La ville connut alors une augmentation démographique (1815 personnes en 1851) avant une nouvelle décrue (1618 personnes en 1876), peut-être due à la pauvreté et à l’essor industriel plus fort dans les proches villes voisines. En effet, le travail du chausson laissa les Archépontains dans une pauvreté crasse, dénoncée par l’écrivain Octave Mirbeau. Celle-ci engendra la naissance d’un mouvement social et de premières grèves ouvrières. Au début du XXe siècle, la mécanisation engendra une nouvelle étape : celle de l’industrie de la chaussure.
Quelques ouvriers posant à l'entrée de l'usine Ouin (ancêtre de Marco) vers 1910. Crédit : Bruno Daniel, avec tous nos remerciements !
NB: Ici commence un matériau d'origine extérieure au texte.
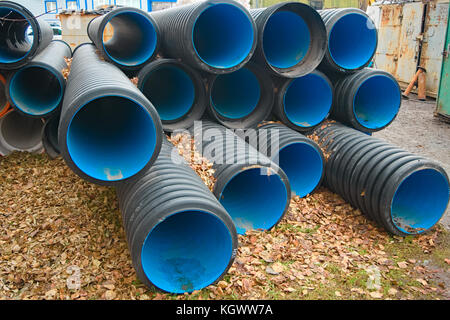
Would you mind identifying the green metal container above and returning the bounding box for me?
[436,9,450,122]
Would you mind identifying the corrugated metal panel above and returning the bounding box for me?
[420,3,449,97]
[323,0,361,9]
[368,0,449,97]
[437,4,450,121]
[395,2,424,85]
[372,2,423,85]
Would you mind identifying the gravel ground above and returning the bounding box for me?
[373,94,450,230]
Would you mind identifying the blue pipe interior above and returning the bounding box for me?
[278,142,323,197]
[353,75,402,129]
[284,74,333,127]
[391,169,450,234]
[142,65,195,121]
[0,81,8,112]
[9,66,63,116]
[210,67,261,119]
[328,13,377,69]
[103,11,158,66]
[141,211,233,293]
[192,3,255,69]
[0,8,34,63]
[219,168,290,234]
[263,11,311,68]
[67,96,159,181]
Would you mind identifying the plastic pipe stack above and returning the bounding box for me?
[0,0,450,293]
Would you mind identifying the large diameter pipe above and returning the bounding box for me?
[7,40,72,118]
[0,110,44,156]
[58,44,162,185]
[87,7,160,70]
[331,68,402,132]
[250,2,327,78]
[315,123,450,236]
[207,62,274,129]
[150,0,257,74]
[0,1,53,69]
[137,59,206,132]
[0,73,10,118]
[319,8,378,73]
[273,70,333,132]
[192,121,291,234]
[41,113,61,159]
[253,123,325,198]
[117,139,238,293]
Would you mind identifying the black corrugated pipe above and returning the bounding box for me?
[0,1,53,70]
[249,123,325,197]
[191,121,291,234]
[207,62,274,129]
[117,138,238,293]
[319,8,378,73]
[0,73,10,118]
[331,68,402,132]
[315,123,450,236]
[150,0,257,74]
[273,70,333,132]
[7,40,72,118]
[58,44,163,185]
[138,59,206,132]
[250,2,327,78]
[41,112,61,159]
[0,110,44,156]
[87,7,161,70]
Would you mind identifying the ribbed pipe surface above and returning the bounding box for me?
[87,7,161,70]
[7,40,72,118]
[0,110,44,156]
[150,0,257,74]
[250,2,327,78]
[314,123,450,236]
[0,73,10,118]
[319,8,378,73]
[330,68,402,132]
[58,44,162,185]
[273,70,334,132]
[0,1,53,70]
[138,59,206,132]
[207,62,274,129]
[192,121,291,234]
[253,123,325,197]
[41,112,61,159]
[117,138,238,293]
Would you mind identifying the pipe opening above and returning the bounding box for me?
[103,11,158,66]
[210,67,261,119]
[328,13,377,69]
[219,168,290,234]
[1,111,44,150]
[391,169,450,234]
[353,75,401,129]
[0,80,8,112]
[141,211,232,293]
[67,96,157,181]
[192,3,254,69]
[0,8,35,63]
[142,66,195,121]
[278,142,323,197]
[284,74,333,127]
[9,66,63,116]
[263,11,311,68]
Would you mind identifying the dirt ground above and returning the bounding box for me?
[373,94,450,230]
[0,95,450,300]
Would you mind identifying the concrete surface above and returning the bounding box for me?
[373,94,450,230]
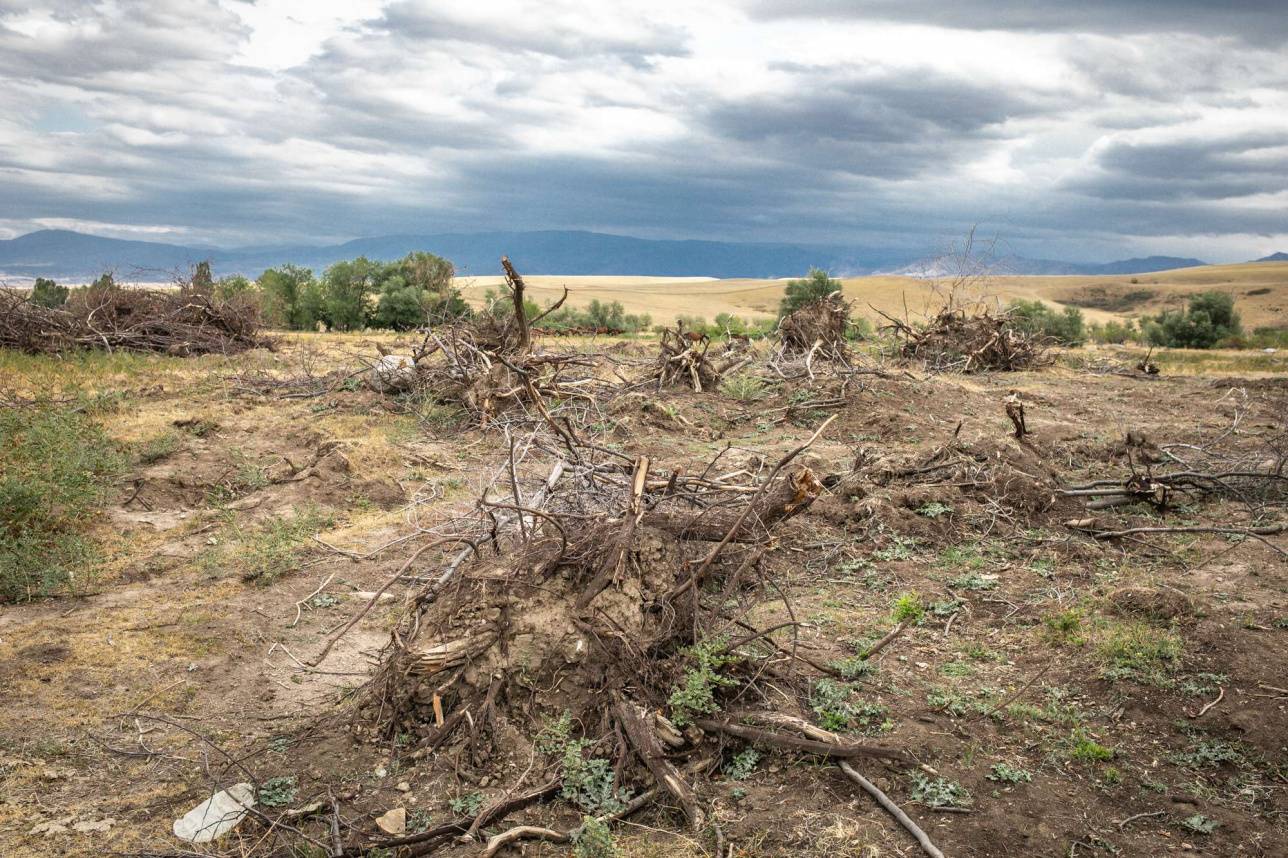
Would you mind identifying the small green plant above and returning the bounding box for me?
[237,508,335,585]
[1168,739,1244,769]
[1181,813,1221,835]
[1100,622,1185,687]
[949,572,997,590]
[258,774,299,808]
[912,772,971,808]
[926,691,970,718]
[720,375,765,402]
[559,739,630,815]
[827,654,877,679]
[1069,730,1114,763]
[809,679,887,732]
[872,536,917,562]
[407,808,434,829]
[725,747,760,781]
[667,638,738,727]
[573,817,622,858]
[0,402,125,603]
[447,790,483,817]
[917,501,953,518]
[984,763,1033,783]
[135,432,179,465]
[1042,608,1087,647]
[890,593,926,625]
[536,709,572,754]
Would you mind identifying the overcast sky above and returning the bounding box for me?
[0,0,1288,260]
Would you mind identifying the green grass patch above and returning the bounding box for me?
[222,506,335,585]
[0,403,125,602]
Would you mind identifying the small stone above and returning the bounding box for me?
[376,808,407,836]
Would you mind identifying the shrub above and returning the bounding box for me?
[258,265,322,331]
[31,277,70,308]
[1145,291,1243,349]
[1007,299,1086,345]
[0,405,125,602]
[1087,319,1144,344]
[778,268,841,318]
[667,638,738,727]
[720,374,765,402]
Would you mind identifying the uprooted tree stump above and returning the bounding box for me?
[314,419,927,854]
[653,325,751,393]
[778,292,850,361]
[882,308,1054,372]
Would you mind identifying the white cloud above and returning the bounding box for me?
[0,0,1288,256]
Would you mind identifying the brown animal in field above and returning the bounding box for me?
[675,318,711,348]
[1006,388,1029,438]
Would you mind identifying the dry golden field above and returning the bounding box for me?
[460,263,1288,329]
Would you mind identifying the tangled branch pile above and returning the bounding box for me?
[778,292,850,359]
[653,325,752,393]
[416,319,599,425]
[886,308,1051,372]
[0,286,272,356]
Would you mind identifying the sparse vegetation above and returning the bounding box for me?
[0,402,125,602]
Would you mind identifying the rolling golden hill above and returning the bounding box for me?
[459,263,1288,330]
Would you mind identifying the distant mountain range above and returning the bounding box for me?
[0,229,1288,281]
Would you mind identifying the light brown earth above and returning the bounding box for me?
[0,328,1288,858]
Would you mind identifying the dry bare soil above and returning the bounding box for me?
[0,328,1288,858]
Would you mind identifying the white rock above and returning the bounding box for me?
[367,354,416,393]
[174,783,255,843]
[376,808,407,836]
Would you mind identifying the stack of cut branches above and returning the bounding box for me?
[778,292,850,361]
[305,420,937,854]
[416,322,603,425]
[886,308,1052,372]
[653,325,752,393]
[0,286,272,356]
[396,256,609,432]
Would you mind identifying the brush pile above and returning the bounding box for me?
[778,292,850,361]
[652,325,752,393]
[886,308,1052,372]
[407,256,611,425]
[0,280,272,356]
[318,421,908,854]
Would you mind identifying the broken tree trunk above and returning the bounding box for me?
[501,256,532,352]
[643,468,823,542]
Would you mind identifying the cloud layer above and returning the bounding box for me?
[0,0,1288,259]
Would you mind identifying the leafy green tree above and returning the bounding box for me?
[259,264,322,331]
[322,256,384,331]
[188,259,215,295]
[778,268,841,318]
[31,277,71,308]
[1145,291,1243,349]
[214,274,258,301]
[1007,299,1086,345]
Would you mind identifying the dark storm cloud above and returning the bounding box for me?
[706,64,1041,178]
[1065,129,1288,202]
[0,0,1288,258]
[746,0,1288,43]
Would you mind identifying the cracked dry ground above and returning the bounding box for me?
[0,338,1288,858]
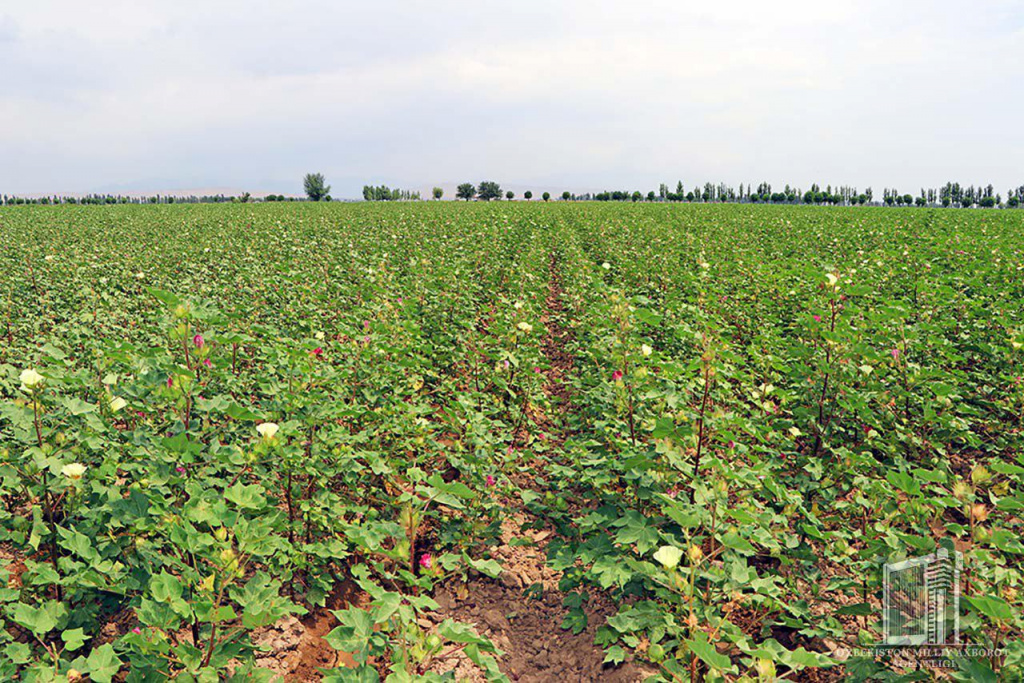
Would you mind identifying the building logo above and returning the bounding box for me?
[882,548,964,646]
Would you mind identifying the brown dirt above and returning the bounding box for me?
[432,257,651,683]
[252,583,366,683]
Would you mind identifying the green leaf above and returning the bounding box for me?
[686,631,732,672]
[145,287,181,306]
[967,595,1014,622]
[87,643,121,683]
[60,629,90,652]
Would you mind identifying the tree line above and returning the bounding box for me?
[6,173,1024,209]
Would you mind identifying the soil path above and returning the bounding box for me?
[434,255,646,683]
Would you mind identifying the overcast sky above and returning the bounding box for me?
[0,0,1024,197]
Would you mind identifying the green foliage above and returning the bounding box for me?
[0,200,1024,681]
[302,173,331,202]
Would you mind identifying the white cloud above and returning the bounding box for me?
[0,0,1024,195]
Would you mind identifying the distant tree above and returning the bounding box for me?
[476,180,502,202]
[302,173,331,202]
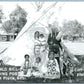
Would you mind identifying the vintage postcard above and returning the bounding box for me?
[0,1,84,83]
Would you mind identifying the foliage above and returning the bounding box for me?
[2,6,27,34]
[63,20,84,40]
[0,8,4,23]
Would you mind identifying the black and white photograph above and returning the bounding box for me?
[0,1,84,83]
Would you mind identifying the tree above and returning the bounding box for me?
[63,20,84,39]
[10,5,27,32]
[0,8,4,23]
[2,6,27,34]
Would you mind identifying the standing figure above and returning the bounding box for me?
[47,52,60,79]
[34,31,41,57]
[47,28,62,64]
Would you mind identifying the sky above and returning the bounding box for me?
[0,1,84,25]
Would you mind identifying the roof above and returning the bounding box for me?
[64,42,84,55]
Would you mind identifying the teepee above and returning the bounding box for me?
[0,2,56,66]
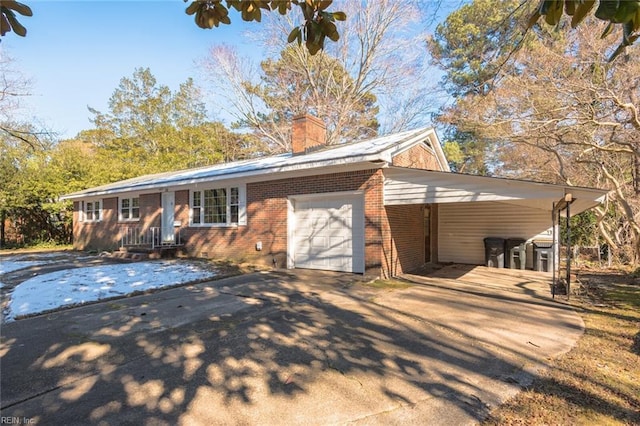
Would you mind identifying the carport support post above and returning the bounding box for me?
[567,202,571,300]
[552,201,560,299]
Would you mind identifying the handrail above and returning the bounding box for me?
[120,226,182,249]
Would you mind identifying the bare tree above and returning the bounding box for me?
[201,0,436,151]
[447,23,640,263]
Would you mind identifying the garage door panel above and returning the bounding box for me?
[293,196,364,272]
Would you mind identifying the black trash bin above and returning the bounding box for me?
[533,241,553,272]
[484,237,504,268]
[504,238,527,269]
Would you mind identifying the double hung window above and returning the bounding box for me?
[191,186,240,226]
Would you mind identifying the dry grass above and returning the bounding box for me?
[484,270,640,425]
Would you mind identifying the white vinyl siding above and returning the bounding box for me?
[438,202,552,265]
[384,167,604,214]
[80,200,102,222]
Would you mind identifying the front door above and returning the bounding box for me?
[424,206,431,263]
[161,192,176,244]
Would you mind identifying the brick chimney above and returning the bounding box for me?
[291,114,327,155]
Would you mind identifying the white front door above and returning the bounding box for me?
[161,192,176,244]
2.3. Pont-de-l’Arche : un des pôles français de l’industrie de la chaussure.
Avec la division des tâches et la mécanisation, la production capitaliste crut encore afin de dégager des profits plus grands. Les manufactures devinrent des usines, citons celles d’Henry Prieur (route de Tostes), Paul Nion (place Langlois), Ouin (route du Vaudreuil), Morel (route de Louviers), qui employaient dans les années 1930 plusieurs centaines de travailleurs chacune. À côté d’elles œuvraient plusieurs dizaines de petites et moyennes industries, à caractère familial. Le bassin d’emploi de Pont-de-l’Arche atteignait alors les 2000 postes et les travailleurs ‒ hommes, femmes et enfants ‒ venaient quotidiennement en train depuis la vallée de l’Andelle, la banlieue sud de Rouen et en car du plateau du Neubourg. La cité Archépontaine était un pôle industriel régional de second ordre mais un des principaux centres de production de chaussures de France (avec Romans-sur-Drôme, Cholet, Fougères, Nancy…).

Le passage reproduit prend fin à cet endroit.